Reinforcement Learning, Fast and Slow
Recent AI research has given rise to powerful techniques for deep reinforcement learning. In their combination of representation learning with reward-driven behavior, deep reinforcement learning would appear to have inherent interest for psychology and neuroscience.
One reservation has been that deep reinforcement learning procedures demand large amounts of training data, suggesting that these algorithms may differ fundamentally from those underlying human learning.
While this concern applies to the initial wave of deep RL techniques, subsequent AI work has established methods that allow deep RL systems to learn more quickly and efficiently.
Two particularly interesting and promising techniques center, respectively, on episodic memory and meta-learning.
Alongside their interest as AI techniques, deep RL methods leveraging episodic memory and meta-learning have direct and interesting implications for psychology and neuroscience.

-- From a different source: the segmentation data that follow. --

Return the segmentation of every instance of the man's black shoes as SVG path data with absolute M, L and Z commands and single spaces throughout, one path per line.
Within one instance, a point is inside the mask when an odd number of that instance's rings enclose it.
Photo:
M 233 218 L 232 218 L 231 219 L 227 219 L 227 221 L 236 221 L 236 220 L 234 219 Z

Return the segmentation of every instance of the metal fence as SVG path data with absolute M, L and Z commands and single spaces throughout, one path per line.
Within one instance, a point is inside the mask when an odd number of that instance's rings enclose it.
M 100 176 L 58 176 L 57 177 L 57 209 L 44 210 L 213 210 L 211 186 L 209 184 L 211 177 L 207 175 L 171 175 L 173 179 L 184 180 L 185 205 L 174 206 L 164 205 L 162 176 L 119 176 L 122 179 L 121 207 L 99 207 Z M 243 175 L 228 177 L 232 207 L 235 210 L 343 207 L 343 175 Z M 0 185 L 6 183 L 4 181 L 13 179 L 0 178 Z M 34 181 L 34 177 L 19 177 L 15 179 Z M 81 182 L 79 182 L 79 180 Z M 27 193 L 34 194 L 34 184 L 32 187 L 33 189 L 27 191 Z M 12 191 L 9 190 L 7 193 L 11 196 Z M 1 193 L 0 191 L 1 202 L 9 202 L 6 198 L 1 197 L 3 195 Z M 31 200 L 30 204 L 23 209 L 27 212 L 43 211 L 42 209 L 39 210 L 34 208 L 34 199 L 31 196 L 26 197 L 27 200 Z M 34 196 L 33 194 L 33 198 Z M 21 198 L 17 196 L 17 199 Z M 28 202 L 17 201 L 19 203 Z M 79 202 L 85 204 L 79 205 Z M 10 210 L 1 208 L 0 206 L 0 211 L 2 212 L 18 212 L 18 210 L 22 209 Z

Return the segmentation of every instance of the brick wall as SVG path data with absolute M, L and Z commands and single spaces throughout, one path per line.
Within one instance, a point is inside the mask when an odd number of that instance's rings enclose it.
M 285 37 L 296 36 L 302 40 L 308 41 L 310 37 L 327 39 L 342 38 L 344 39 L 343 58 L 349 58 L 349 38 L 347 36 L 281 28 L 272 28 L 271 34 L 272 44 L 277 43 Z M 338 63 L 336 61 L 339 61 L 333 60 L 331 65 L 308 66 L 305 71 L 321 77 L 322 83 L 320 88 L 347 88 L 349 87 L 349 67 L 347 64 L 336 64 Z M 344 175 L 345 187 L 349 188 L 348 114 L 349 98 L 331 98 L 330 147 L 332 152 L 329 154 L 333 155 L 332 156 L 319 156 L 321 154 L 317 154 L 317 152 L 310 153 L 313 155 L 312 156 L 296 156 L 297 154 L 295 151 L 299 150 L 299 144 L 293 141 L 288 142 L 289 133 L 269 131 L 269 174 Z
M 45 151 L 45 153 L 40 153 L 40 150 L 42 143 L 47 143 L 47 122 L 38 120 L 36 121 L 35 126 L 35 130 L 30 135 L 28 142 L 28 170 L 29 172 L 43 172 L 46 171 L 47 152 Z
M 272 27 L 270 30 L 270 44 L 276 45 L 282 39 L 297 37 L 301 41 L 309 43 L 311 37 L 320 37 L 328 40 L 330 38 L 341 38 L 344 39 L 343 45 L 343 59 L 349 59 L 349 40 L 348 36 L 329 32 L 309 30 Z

One subtle but critically important insight which these techniques bring into focus is the fundamental connection between fast and slow forms of learning.
Deep reinforcement learning (RL) methods have driven impressive advances in artificial intelligence in recent years, exceeding human performance in domains ranging from Atari to Go to no-limit poker.
This progress has drawn the attention of cognitive scientists interested in understanding human learning.
However, the concern has been raised that deep RL may be too sample-inefficient – that is, it may simply be too slow – to provide a plausible model of how humans learn.
In the present review, we counter this critique by describing recently developed techniques that allow deep RL to operate more nimbly, solving problems much more quickly than previous methods.
Although these techniques were developed in an AI context, we propose that they may have rich implications for psychology and neuroscience.
A key insight, arising from these AI methods, concerns the fundamental connection between fast RL and slower, more incremental forms of learning.